Auf Klassenreise

Muslimische Schüler aus Berlin in Polen bespuckt und bedroht

Schüler der Theodor-Heuss-Schule wollten sich über den Holocaust informieren. Muslimische Jugendliche wurden massiv angefeindet.

Schülerin mit Kopftuch (Archivbild)

Schülerin mit Kopftuch (Archivbild)

Foto: dpa / dpa/DPA

Es sollte eine Schülerfahrt auf den Spuren der deportierten Juden in Polen werden. Doch auf ihrer Exkursion durch verschiedene Städte erlebten die größtenteils muslimischen Schüler der Theodor-Heuss-Gemeinschaftschule in Moabit massive Beschimpfungen und Bedrohungen. „Die Angriffe richteten sich ganz klar gegen die Schülerinnen mit Kopftuch“, sagte die Lehrerin Sabeth Schmidthals. Dabei habe es sich keinesfalls um Einzelfälle gehandelt. Die rassistischen Angriffe hätten sich in Lodz, Lublin und Warschau ereignet.

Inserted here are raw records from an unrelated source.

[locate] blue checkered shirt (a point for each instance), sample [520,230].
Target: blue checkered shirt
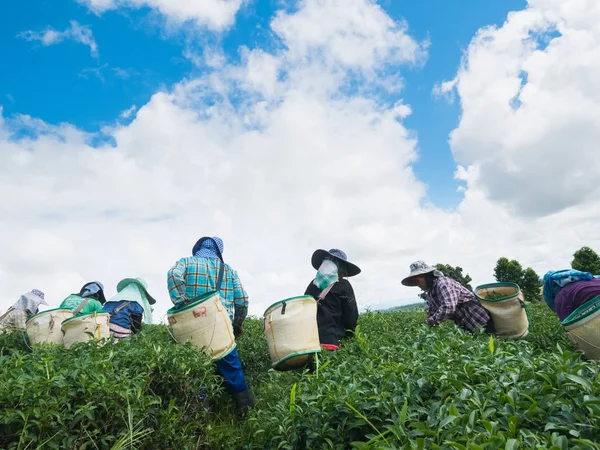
[191,277]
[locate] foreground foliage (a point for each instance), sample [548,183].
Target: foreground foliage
[398,384]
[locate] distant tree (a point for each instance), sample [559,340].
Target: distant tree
[456,273]
[508,271]
[586,260]
[530,285]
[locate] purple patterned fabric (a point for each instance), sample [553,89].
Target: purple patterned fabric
[575,294]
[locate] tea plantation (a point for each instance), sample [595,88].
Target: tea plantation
[398,384]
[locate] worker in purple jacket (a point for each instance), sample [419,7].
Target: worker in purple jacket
[574,295]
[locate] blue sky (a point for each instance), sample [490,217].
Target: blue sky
[137,57]
[312,148]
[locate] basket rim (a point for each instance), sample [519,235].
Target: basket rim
[500,284]
[298,297]
[584,311]
[293,355]
[81,316]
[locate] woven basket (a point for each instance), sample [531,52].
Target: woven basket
[45,327]
[206,324]
[583,328]
[85,328]
[508,312]
[292,332]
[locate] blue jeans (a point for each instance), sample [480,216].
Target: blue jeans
[230,368]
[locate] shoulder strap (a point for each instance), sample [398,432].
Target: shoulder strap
[6,313]
[324,292]
[220,279]
[118,309]
[80,307]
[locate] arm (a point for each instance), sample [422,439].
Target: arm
[445,307]
[240,302]
[176,281]
[349,311]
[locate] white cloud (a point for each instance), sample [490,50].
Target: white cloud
[531,107]
[353,34]
[214,14]
[277,156]
[128,112]
[76,32]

„Mit so viel Hass haben wir nicht gerechnet“, sagte die Schülerin Isra (20) der Berliner Morgenpost. In einem Einkaufscenter habe sie sich in einem FastFood-Restaurant zu einem Pärchen an den Tisch gesetzt. Als sich ihre Freundin Seydanur (18) dazusetzte, sei die Frau weggerückt, während der Mann die Mädchen aufgeregt und laut beschimpft habe. Schließlich habe er sogar versucht, den Müll von seinem Tablett in ihre Richtung zu werfen.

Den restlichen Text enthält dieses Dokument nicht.